Suicídio de Dido, detalhe que representa Dido suicida socorrida por sua irmã Ana, identificada mais tarde com a deusa romana Ana Perena, por Guercino, 1625, Galeria Spada, Roma

Ana Perena (em latim Anna Perenna), na mitologia romana, era uma deusa da Roma Antiga que presidia ao curso do ano e do seu retorno perpétuo, e por isso era chamada também Anna ac Peranna. Era considerada, igualmente, a deusa da abundância e do alimento. Segundo Virgílio[1] e Ovídio,[2] era filha de Belo e irmã e confidente de Dido, rainha de Cartago.

A deusa[editar | editar código-fonte]

A festa de Ana Perena caía nos Idos de Março (15 de março), que marcavam a primeira lua cheia do ano no antigo calendário romano lunar, quando março era o primeiro mês do ano. Era celebrada no bosque da deusa na primeira pedra milhar da Via Flamínia. Dela participavam muitos plebeus da cidade.

Macróbio conta que as oferendas feitas a ela eram ut annare perannareque commode liceat, isto é, "para passar um bom ano do início ao fim".[3] Também João Laurêncio Lido, escritor de origem grega com obras sobre temas de arqueologia, diz que as orações e sacrifícios públicos eram oferecidos para assegurar um ano próspero.[4]

Em seus Fastos, Ovídio faz uma descrição muito viva das diversões e da licenciosidade de sua festa ao ar livre. Conta que eram armadas barracas e construídos pavilhões, nos quais os rapazes deitavam ao lado das moças, e as pessoas pediam a Ana que lhes concedesse vida longa para que pudessem beber muitos cálices de vinho na sua festa.[5]

A irmã de Dido[editar | editar código-fonte]

Ovídio conta que Ana Perena era a mesma Ana que aparece na Eneida de Virgílio como irmã de Dido, rainha de Cartago. Depois que esta morreu tragicamente, Cartago foi atacada pelos númidas e por Jarbas e Ana se viu obrigada a fugir. Embarcou num navio e se refugiou inicialmente em Malta, sob a proteção do rei Bato, para não cair nas mãos de seu irmão Pigmalião.

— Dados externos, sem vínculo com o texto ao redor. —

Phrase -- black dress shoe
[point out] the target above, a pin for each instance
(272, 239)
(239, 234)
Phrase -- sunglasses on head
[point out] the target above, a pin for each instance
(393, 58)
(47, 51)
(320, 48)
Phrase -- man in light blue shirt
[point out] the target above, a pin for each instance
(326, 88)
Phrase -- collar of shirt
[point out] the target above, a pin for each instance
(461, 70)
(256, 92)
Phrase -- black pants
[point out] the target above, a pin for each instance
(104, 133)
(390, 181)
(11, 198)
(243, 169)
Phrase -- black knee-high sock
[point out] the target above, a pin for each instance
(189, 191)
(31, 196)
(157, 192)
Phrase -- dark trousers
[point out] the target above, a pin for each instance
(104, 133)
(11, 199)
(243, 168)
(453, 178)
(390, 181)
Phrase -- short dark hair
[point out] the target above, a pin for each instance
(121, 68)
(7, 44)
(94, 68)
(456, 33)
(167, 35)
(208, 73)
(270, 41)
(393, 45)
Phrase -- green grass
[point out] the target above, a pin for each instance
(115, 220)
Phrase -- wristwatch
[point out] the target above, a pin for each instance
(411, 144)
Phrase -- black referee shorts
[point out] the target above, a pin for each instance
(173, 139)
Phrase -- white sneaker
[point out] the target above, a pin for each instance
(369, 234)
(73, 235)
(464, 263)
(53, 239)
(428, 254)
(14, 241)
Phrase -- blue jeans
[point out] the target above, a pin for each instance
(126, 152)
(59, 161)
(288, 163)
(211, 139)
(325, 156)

Obrigada novamente a lançar-se ao mar, naufragou nas costas do Lácio, na Itália, onde foi recebida carinhosamente por Eneias em Lavínio, porém sua estada ali despertou os ciúmes de Lavínia, que arquitetou um plano contra ela. Dido lhe apareceu em sonho e a aconselhou a deixar a casa do anfitrião. Temendo por sua vida, ela fugiu apressadamente durante a noite e caiu nas águas do Númico. E, com o nome de Ana Perena, tornou-se uma ninfa do rio. Os habitantes da região começaram logo a celebrá-la com festas ao ar livre.

Numa segunda história, Ovídio relata que alguns identificavam Ana Perena com a Lua, com Têmis, com Io, filha de Ínaco, ou com Amalteia.[6] Mas afirma que o mais certo é que, durante a revolta dos plebeus romanos em 494 a.C., a comida acabou e uma mulher idosa chamada Ana preparava bolos e os levava aos rebeldes todas as manhãs. Os plebeus, em reconhecimento, construíram-lhe uma estátua e a adoraram como deusa.

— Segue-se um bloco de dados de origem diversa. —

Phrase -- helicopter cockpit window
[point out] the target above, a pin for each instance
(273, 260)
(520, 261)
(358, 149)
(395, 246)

Numa terceira história, Ovídio conta que, pouco depois que a velha Ana se tornou deusa, Marte pediu-lhe que convencesse Minerva a corresponder ao seu amor. Ana assumiu o aspecto de Minerva e compareceu à presença do deus. Mas, quando Marte levou a suposta noiva ao seu quarto, tirou-lhe o véu e quis beijá-la, descobriu que não era Minerva, e sim a velha Ana, que sorriu para ele com desprezo.

Essa lenda deu motivo para que o povo contasse piadas e cantasse canções grosseiras na festa de Ana Perena. Como a festa da deusa caía no mês de Marte, era razoável que Marte e ela estivessem unidos, pelo menos em alguns ritos da época, como parceiros de culto.

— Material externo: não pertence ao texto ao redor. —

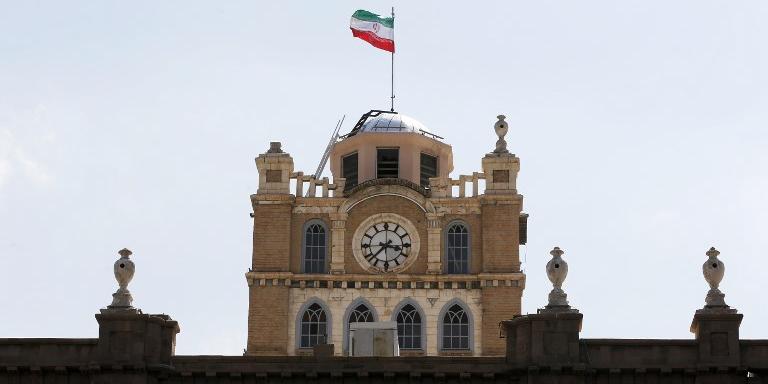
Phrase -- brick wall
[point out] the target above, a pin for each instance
(501, 252)
(499, 303)
(267, 325)
(271, 237)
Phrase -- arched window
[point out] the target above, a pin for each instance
(359, 311)
(409, 327)
(455, 330)
(360, 314)
(457, 248)
(315, 247)
(313, 327)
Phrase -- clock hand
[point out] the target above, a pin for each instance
(383, 247)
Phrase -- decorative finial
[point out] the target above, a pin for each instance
(557, 270)
(501, 128)
(274, 147)
(124, 270)
(713, 270)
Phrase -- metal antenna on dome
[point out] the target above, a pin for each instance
(392, 77)
(327, 153)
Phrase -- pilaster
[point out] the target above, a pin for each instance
(338, 227)
(434, 239)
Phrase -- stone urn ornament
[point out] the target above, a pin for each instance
(124, 270)
(557, 270)
(501, 127)
(713, 270)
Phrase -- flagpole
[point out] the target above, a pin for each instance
(392, 77)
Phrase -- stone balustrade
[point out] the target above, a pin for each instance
(326, 187)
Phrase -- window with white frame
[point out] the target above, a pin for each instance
(314, 326)
(315, 247)
(455, 329)
(457, 248)
(409, 327)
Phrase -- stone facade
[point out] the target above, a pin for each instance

Varrão mencionava que vivia em Cartago uma Ana que, apaixonada por Eneias, teria morrido na pira. A informação deve-se ao comentário de Sérvio: "Segundo Varrão, não seria Dido, mas Ana, que, movida por seu amor a Eneias, teria encontrado a morte na pira"[7] e "É preciso saber que, para Varrão, Eneias foi amado por Ana".[8] Mas não há notícia alguma sobre as relações que Varrão estabelecia entre essa Ana e Dido.

Culto[editar | editar código-fonte]

Existem atualmente referências de culto a Ana Perena em dois lugares. Um em Busceni, na Sicília, onde em 1899 foram encontradas inscrições dedicadas a Ana e a Apolo, e outro em Roma, onde em 1999 foi descoberta uma fonte dedicada aos ritos de Ana Perena.

Referências

  1. Virgílio, Eneida, IV
  2. Ovídio, Fastos, III, 523
  3. Macróbio, Saturnais, I, 12.6
  4. João Laurêncio Lido, De Mensibus, IV, 49
  5. Ovídio, Fastos, III, 523f
  6. Ovídio, Fastos, III, 657
  7. Mário Sérvio Honorato, IV, 682
  8. Mário Sérvio Honorato, V, 4

Ligações externas[editar | editar código-fonte]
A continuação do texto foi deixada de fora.